If you have read much of this blog, you will know that it has no clear direction or focus.  Instead it meanders and morphs, flowing from this idea or season to that; much like the life of a mother of small children!  At first I thought it terribly disjointed, but I can now see it a bit bigger than that, it is what I first called it, A Day in the Life of a Career Mum.  And, as all you Career Mums out there know, our days can be filled with the small things like preparing 47 snacks, or with big things like sick kids, or with exciting outings and events or pondering big issues – as well as so many other things.  And on some days, the things that are on my mind will even coincide with the things on yours.

But that isn’t really why I blog (even though it is an interesting reason.)

For a while, I used this blog purely as a log of homeschool tasks.  We were doing quite a bit of homeschool preschooling at the time, and I needed to keep a record in case we were audited.  It was also a great way to keep our ideas together.

But I felt the need to write about other things – that itch again.  And over time we have decided not to formally homeschool for the present.  I still love keeping a record of our activities that fall into that kind of thing and I love being able to share them with others – so much of my inspiration has come from other mums.  But there is more.

I love to write.  I have always loved to write.  When I was in Kindergarten, I loved to write and my best friend loved to draw.  We decided that we would write books together when we grew up.  Unfortunately, that plan fell apart somewhere.  I believe she ended up as a hairdresser.  And me… well, career hasn’t been a straight path for me!

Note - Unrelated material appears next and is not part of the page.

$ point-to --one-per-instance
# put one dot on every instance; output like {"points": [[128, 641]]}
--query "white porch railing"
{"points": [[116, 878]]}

My favourite years at school were ones where I got to do lots of writing.  I particularly recall Years 4 and 6, and I still have a box of stories that I wrote then.  In high school, apart from a couple of times when I had a English teacher who loved poetry, the only thing that kept me alive in that subject was creative writing – 15% of the total mark.  I used to even write novels for my friends for their birthdays!  Alas, it was pre-computers, so I gave the originals away.

And then I studied Engineering.  Once more I have to say, “What was I thinking??”

I ventured into a different kind of writing, keeping diaries.  Myriads of them.

I have never had the confidence to become a writer.  I am a perfectionist and I also fear the judgement of those I know.  My cousin is a writer.  A very good writer.  He has won a Booker Prize (amongst other things).  I don’t enjoy his writing, but he is certainly successful.  And being a perfectionist, that is the yardstick I would measure myself against.  Silly, isn’t it?

But I have now found, that with my blog, I can write.  I can write a little and share a little, and if people don’t like it, they don’t read it.  No one gets hurt.

(Yes, I know that my writing isn’t exactly Booker Prize winning standard, but that doesn’t matter, either.)

I have also re-discovered that happy feeling inside that I get when I write.  A sort of warm, fuzzy, contentedness.

This year, I would like to write more.  I would like to be a little more organised on my blog, while still maintaining some of that eclectic-ness that makes me who I am.

Maybe one day I will be a professional writer.  Or maybe I won’t.  But right now, I like to write my blog.